In a recent discussion at the Kennan Institute, Aleksandr Vladislavlev offered his perspective on the dynamics of Russian politics and U.S.-Russia relations. Vladislavlev contended that Russian politics have evolved from questions about reform to new issues that place the political community and interest groups on opposite sides. He noted further that U.S.-Russia relations have changed dramatically in recent months and praised President Putin's efforts to develop a new Russian foreign policy.

According to Vladislavlev, the "mechanism of power" is the largest problem with present Russian politics. Political agreements in Russia are based on compromises between influential special interest groups and government officials. Parties have yet to consolidate to offset the growing number of influential groups and government officials continue to cater to special interest needs. Although this type of arrangement occurs throughout different political regimes, including here in the United States, party systems limit the influence exerted by interest groups.

In order to limit government corruption, Vladislavlev argued, Russia should create a three-party system. Despite the anti-party sentiment in Russia, there is a basis for creating a three-party system consisting of liberals, communists and other political parties. According to Vladislavlev, about 40-45 percent of the Russian population is interested in the different views of Russian political parties, while the other 60 percent can be categorized as liberals or communists.

While many Russians do not follow day-to-day political affairs of the state, most have common political views.
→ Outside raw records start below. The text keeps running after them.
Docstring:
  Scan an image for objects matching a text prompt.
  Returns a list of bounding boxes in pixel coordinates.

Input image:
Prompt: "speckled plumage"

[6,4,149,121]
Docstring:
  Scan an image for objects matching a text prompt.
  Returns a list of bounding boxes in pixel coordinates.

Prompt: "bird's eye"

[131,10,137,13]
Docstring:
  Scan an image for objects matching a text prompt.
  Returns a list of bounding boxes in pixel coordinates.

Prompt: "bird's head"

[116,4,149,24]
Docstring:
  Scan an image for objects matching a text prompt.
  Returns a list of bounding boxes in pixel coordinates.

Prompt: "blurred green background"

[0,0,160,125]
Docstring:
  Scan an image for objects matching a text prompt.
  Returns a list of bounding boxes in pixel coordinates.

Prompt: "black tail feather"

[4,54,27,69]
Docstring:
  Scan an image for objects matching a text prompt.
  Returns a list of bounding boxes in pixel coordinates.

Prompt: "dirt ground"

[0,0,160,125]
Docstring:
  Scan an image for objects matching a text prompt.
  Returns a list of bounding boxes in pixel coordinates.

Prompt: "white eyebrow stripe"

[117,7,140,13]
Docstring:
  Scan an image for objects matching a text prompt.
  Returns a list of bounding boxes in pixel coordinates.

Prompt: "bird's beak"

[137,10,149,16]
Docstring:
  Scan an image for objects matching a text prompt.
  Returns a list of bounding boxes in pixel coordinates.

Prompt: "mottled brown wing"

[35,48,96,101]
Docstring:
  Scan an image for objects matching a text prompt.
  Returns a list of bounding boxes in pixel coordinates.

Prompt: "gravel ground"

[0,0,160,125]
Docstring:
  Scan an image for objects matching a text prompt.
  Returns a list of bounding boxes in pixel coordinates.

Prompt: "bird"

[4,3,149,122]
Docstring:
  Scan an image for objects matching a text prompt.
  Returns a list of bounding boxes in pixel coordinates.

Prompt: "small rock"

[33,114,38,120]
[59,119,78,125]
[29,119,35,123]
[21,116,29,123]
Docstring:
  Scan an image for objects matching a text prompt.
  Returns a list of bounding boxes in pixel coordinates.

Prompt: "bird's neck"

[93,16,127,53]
Freedom is extremely important to Russians because it is viewed as an instrument of survival. Despite various interpretations, Russians view the government as a provider of order. Finally, most Russians, regardless of party affiliation, expect politicians to recognize the importance of the family.

President Putin has learned many lessons in the past two years and has the skills needed to restore power back to the Kremlin. Under Putin's leadership, an effective three-party system could be created if he would sit down with the leaders of the main political groups. Vladislavlev praised Putin for bringing logic to Russian foreign policy and commented on possible implications for U.S.-Russia relations. During the Cold War, relations between the two sides developed under unnatural conditions because Russia's foreign policy contradicted its own interests. Putin's efforts to engage the West have created a more natural, coherent foreign policy that benefits the Russian Federation.